Continued suppression of a report from the Cybersecurity and Infrastructure Security Agency (CISA) that identifies significant U.S. telecommunications vulnerabilities is undermining the public’s understanding of these threats and ability to have input on national security measures, two Democratic senators warned.
The letter, signed by Sens. Ron Wyden, D-Ore., and Mark Warner, D-Va., and sent on Nov. 12 to Homeland Security Secretary Kristi Noem and National Intelligence Director Tulsi Gabbard requested that an unclassified report titled “U.S. Telecommunications Insecurity 2022.”
That report, senators noted, was supposed to be published several months ago but “remains hidden from the American public.” Its release is also mandated under the Telecom Cybersecurity Transparency Act, which was introduced by Wyden and passed by the Senate in July, but still awaits a final vote from the House.
“The continued suppression of a report identifying serious vulnerabilities of the U.S. telecommunications sector undermines the public’s understanding of these threats and stymies an important public debate on a path forward to secure the U.S. telecommunications sector and protect the U.S. Government and all Americans who rely on that sector,” the senators wrote.
Wyden previously pressed for the report’s release during the Senate confirmation hearing for Sean Plankey to become CISA’s director. Wyden said he would place a hold on the nomination because of CISA’s refusal to release the 2022 report. Plankey’s nomination awaits Senate confirmation.
CISA had said at the time that the report would publish once it received “proper clearance.”
In July, Wyden said in a statement that the report contains “frankly shocking details about national security threats to our country’s phone system that require immediate action.”

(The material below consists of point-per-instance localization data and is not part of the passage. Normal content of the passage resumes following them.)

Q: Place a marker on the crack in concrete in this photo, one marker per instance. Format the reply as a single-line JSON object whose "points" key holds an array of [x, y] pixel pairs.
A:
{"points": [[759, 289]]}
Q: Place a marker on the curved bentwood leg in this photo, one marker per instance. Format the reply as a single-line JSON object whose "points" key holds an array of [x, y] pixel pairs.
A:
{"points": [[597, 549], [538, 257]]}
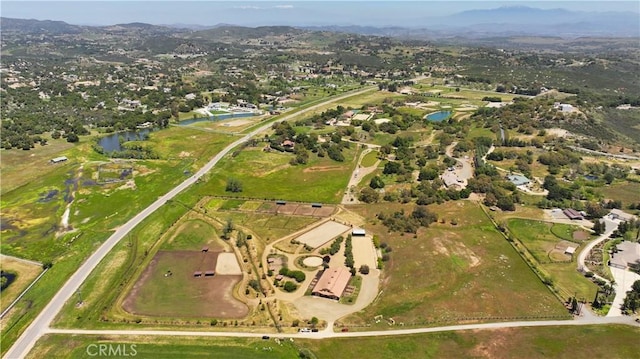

In the Nov. 12 letter, Wyden and Warner pointed to recent large-scale hacks of U.S. telecom networks, including an attack from China’s Salt Typhoon last fall that targeted senior Biden and Trump administration officials. That attack, senators wrote, poses “one of the most serious espionage campaigns against the communications of U.S. government leaders in history.”
“Foreign adversaries – including non-state actors – have been able to exploit longstanding vulnerabilities in U.S. phone networks to track phones, tap calls and texts, and remotely infect phones with spyware,” the senators wrote, adding that “a recent compromise by nation-state actors of a major service provider to U.S. communications firms suggests that significant threats to this sector continue.”
In addition to the report’s release, the senators also requested that the Federal Communications Commission be required to maintain mandatory minimum cybersecurity standards for the communications sector.